A new study has found that replenishing and protecting the world’s soil carbon stores could offset up to 5.5bn tonnes of GHG’s per year – almost the equivalent of the annual emissions of the US (the world’s second largest polluter after China). 40% of this offsetting potential would come from protecting existing soil carbon stores in forests, peatlands and wetlands. More detail on this story here.
And this article hones in on the practical actions gardeners can take to help harness the collective power of soils to mitigate climate change.
This great, practical Ag Week piece answers the question ‘can every soil be no-tilled?’, suggesting that instead of spotlighting one practice as a soil health panacea we should ‘focus on a systems-based approach which gives more flexibility to use multiple tools based on condition. Then we can build a customized system based on multiple soil health practices, not just one.’
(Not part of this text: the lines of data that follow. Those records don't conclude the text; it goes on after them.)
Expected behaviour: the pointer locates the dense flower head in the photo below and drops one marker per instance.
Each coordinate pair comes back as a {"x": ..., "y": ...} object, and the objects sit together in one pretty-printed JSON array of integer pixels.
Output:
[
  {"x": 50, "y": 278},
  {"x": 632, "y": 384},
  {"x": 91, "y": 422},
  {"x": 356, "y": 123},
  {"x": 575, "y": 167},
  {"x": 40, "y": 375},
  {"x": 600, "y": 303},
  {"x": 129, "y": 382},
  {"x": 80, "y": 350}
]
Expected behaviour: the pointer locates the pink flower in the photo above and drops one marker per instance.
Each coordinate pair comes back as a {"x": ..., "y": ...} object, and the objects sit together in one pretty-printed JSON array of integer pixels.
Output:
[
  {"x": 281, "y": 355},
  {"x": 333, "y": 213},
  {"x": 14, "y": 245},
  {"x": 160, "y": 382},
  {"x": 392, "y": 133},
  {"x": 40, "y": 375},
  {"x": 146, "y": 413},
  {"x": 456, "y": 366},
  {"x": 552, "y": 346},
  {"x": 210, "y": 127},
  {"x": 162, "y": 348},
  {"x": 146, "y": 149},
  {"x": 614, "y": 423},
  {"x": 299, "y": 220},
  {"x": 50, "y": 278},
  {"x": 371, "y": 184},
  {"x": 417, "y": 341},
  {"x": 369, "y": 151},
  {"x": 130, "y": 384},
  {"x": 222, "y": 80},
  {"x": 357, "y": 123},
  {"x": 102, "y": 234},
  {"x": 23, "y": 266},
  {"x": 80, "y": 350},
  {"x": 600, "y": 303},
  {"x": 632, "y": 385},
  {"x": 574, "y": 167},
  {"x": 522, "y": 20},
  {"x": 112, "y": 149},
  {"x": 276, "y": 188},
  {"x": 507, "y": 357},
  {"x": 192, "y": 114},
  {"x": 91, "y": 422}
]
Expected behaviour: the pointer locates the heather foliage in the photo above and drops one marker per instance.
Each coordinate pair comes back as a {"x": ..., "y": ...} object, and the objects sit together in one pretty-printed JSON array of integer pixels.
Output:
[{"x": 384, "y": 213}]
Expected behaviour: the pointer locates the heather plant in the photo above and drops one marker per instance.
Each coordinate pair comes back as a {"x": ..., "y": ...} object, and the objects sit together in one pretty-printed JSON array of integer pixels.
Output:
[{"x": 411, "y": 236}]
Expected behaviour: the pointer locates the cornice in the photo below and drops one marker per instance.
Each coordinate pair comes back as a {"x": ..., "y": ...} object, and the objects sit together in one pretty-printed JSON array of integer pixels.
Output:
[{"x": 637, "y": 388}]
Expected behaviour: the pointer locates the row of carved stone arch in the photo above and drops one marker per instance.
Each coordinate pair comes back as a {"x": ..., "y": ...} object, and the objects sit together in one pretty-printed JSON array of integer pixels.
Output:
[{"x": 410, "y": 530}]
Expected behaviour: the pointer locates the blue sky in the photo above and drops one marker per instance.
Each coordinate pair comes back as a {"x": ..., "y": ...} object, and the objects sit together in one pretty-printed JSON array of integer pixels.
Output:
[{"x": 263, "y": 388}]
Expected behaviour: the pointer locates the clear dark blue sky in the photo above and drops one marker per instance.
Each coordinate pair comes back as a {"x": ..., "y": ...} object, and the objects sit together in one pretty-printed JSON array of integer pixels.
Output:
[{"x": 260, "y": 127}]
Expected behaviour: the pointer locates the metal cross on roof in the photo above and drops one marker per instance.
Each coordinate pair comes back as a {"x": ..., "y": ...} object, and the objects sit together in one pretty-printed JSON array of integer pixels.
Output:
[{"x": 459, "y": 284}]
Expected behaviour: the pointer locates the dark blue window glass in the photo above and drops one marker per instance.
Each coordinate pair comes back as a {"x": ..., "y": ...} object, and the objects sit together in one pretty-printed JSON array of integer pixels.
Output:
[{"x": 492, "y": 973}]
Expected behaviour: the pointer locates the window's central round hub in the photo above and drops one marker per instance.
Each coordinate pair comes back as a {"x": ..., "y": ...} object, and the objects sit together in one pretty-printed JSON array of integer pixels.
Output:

Resilient plants, fungi and bacteria are being used to clean up waste crude oil in the Amazon. The leaked oil has contaminated soil used for growing crops and fresh water sources which harboured fish and watered cattle. In some places, companies responsible have cleaned the leak but left the soil without remediation. Now bioremediation, using living organisms to break down the pollutant, is being taught as part of a ‘Guardians of the Soil’ course.
A study published in Science sheds light on the complex interactions between plant growth and rainfall which impact soil erosion and ultimately shape mountain topography. It covered the 3,500km edge of the Andes mountains in Peru and Chile, extending over six climate zones – from very dry to temperate; used the concentration of isotopes from sediments in 86 rivers; and generated erosion rates via ‘cosmic rays from space.’
And finally, people are turning to nature and reflecting on its place in our lives amidst these turbulent and uncertain times. A new discipline, planetary health, is emerging that makes the connection between wellbeing of humans, other living things and entire ecosystems. It highlights the heightened risk of spreading disease caused by human intervention in wild, living systems – including land use changes, degraded habitats and reduced space. “Nature poses threats, it is true, but it’s human activities that do the real damage. The health risks in a natural environment can be made much worse when we interfere with it.”
In turning to the natural world for solace, people are also analysing the role for nature in improving human wellbeing and coming to a more relationship-based understanding of our interactions with the wider environment. The conclusion of this piece is that, in an era in which humans are reshaping all life on earth, it’s problematic to pin our wellbeing on the fragments of non-human life that remain. "Nature is not there to make me feel better. It’s something we can use to help us but ultimately we have to be there for it as well. And we’ve got to make wholesale changes to how we live.”